Still, she didn’t want to pry or discomfit John Cinnamon by asking whether—or what—he knew about Jamie Fraser.

“William said that he—or rather you—wanted a portrait made,” she said, changing to what seemed safer ground. “I’d be very happy to do that. Er … is it meant for some lucky lady?”

That surprised him, and he laughed, a low, warm sound.

“No, I don’t have a woman. I mean to send it to my father,” he said.

“Your father? Where is he?” The clouds had shredded and the light of a setting moon showed her his broad face, soft-eyed now, and thoughtful. He would be wonderful to paint.

“London,” he said, surprising her. He saw that he had surprised her and ducked his head, abashed.

“I am a bastard, of course,” he said, with a tone of apology. “My father was a British soldier; he got me on an Indian woman in Canada.”

“I … see.” There didn’t seem anything else she could say, and he gave her a small, shy smile.

“Yes.
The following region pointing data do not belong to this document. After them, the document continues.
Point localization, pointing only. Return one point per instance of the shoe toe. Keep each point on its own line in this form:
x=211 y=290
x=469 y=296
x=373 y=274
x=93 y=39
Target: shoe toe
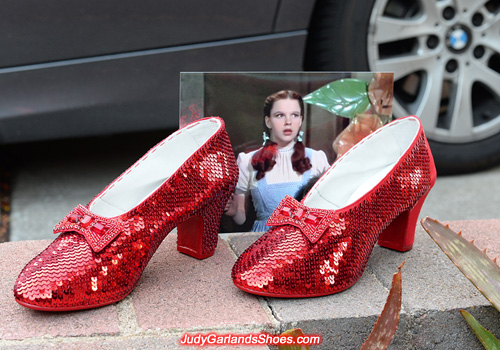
x=275 y=265
x=67 y=275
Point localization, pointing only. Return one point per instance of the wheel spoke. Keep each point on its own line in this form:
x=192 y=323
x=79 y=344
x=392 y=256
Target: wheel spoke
x=486 y=76
x=493 y=29
x=469 y=5
x=391 y=29
x=432 y=10
x=461 y=121
x=428 y=110
x=402 y=66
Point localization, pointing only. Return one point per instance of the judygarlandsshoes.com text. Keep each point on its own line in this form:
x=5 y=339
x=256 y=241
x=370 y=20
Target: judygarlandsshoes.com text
x=247 y=339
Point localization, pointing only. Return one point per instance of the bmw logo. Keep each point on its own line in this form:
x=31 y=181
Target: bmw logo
x=458 y=38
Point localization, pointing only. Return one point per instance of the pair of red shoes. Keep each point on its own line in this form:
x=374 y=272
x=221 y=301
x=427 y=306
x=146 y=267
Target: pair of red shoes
x=315 y=247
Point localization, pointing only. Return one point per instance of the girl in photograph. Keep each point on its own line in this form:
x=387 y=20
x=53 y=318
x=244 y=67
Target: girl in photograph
x=283 y=166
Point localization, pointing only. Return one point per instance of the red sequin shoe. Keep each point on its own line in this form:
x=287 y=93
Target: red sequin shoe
x=321 y=245
x=184 y=182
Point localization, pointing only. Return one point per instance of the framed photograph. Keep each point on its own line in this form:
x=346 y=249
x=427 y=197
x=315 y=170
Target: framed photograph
x=331 y=100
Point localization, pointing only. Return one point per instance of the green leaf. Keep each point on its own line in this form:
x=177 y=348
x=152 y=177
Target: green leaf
x=387 y=324
x=472 y=262
x=489 y=341
x=344 y=97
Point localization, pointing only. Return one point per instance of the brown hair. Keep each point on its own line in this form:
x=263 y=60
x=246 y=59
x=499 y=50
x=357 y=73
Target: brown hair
x=264 y=159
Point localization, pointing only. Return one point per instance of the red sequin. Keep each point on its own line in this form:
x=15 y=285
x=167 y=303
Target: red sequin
x=303 y=256
x=97 y=261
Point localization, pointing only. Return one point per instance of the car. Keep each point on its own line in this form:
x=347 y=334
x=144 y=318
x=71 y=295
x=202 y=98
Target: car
x=72 y=68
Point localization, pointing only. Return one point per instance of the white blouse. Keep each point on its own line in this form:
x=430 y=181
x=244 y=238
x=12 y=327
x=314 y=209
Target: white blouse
x=281 y=172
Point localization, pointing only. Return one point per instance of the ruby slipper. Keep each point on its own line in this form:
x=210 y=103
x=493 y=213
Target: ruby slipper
x=321 y=245
x=184 y=182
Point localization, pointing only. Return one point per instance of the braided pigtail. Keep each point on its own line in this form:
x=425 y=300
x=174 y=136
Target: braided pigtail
x=264 y=159
x=300 y=162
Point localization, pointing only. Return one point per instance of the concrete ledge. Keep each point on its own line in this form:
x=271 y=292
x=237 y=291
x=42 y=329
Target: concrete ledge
x=179 y=294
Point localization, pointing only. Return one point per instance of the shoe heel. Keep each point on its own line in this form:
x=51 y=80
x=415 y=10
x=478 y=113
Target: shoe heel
x=198 y=235
x=400 y=234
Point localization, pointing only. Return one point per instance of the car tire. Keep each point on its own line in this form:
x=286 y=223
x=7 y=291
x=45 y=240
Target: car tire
x=345 y=36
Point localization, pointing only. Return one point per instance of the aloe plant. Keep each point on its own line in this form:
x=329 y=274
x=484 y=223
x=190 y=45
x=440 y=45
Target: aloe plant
x=483 y=272
x=385 y=328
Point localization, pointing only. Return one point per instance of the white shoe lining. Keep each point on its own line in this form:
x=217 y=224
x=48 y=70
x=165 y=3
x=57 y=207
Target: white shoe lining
x=364 y=166
x=153 y=169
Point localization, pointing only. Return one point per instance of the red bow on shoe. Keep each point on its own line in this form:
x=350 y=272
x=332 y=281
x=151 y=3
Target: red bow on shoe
x=98 y=231
x=311 y=221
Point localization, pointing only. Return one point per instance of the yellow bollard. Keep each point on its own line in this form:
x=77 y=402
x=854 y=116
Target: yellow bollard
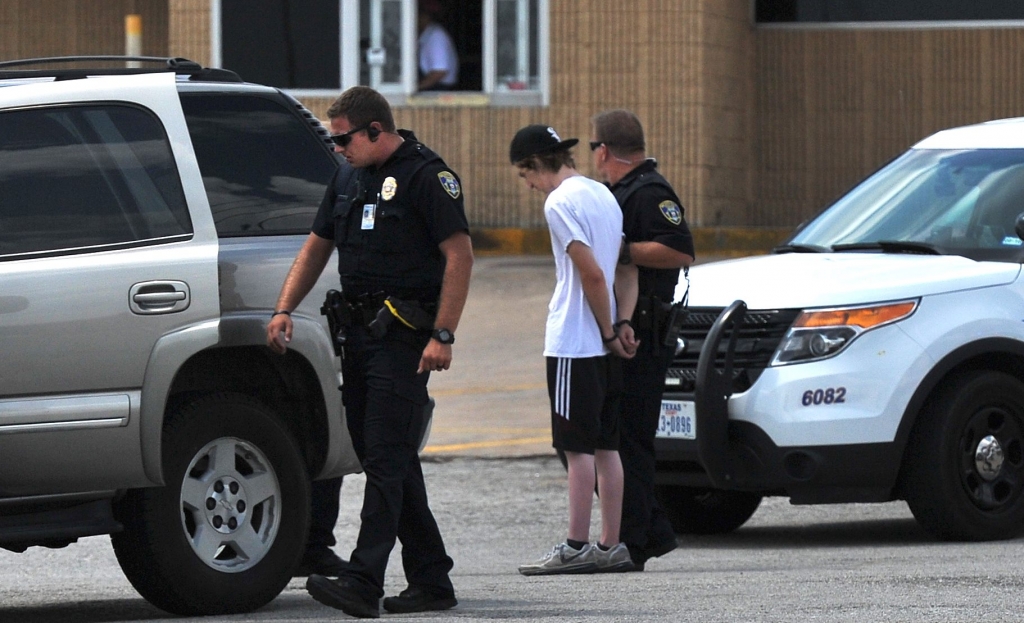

I thought—for many years, I thought that Lord John was my father. It was him who took me when my mother died—I was an infant—and gave me to the holy fathers at the mission in Gareon. He sent money for my keeping, you see.”

“That … seems very like him,” she said, though in fact she would never have thought of him doing such a thing.

“He is a kind man. Very kind,” he added firmly. “William brought me to Savannah to talk to him—William thought Lord John to be my father, too—and it was his lordship who told me the truth. My real father abandoned me; such things are common.”

His voice was matter-of-fact; probably such things were common.

“That doesn’t mean it’s right,” she said, angry at the unknown father.

He shrugged.

“But Lord John told me his name, and a direction. I know how to—to send the picture to him.”

“You want a portrait for a man who abandoned you? But—why?” She spoke cautiously. This young man was patently a realist; did he really think that a portrait of his half-breed child, now grown, would move the sort of selfish, coldhearted oaf who—

“I don’t think he will acknowledge me,” he assured her. “I don’t want him to. I don’t want money or anything he might value. But he has one thing that I want, and I hope that if he sees my face, he will give it to me.”

“What on earth is that?”

Even the dripping from the trees had ceased by now. The night was so still that she could hear him swallow.

“I want to know my name,” he said, so low she scarcely heard him. “I want to know the name my mother called me. He’s the only one who knows that.”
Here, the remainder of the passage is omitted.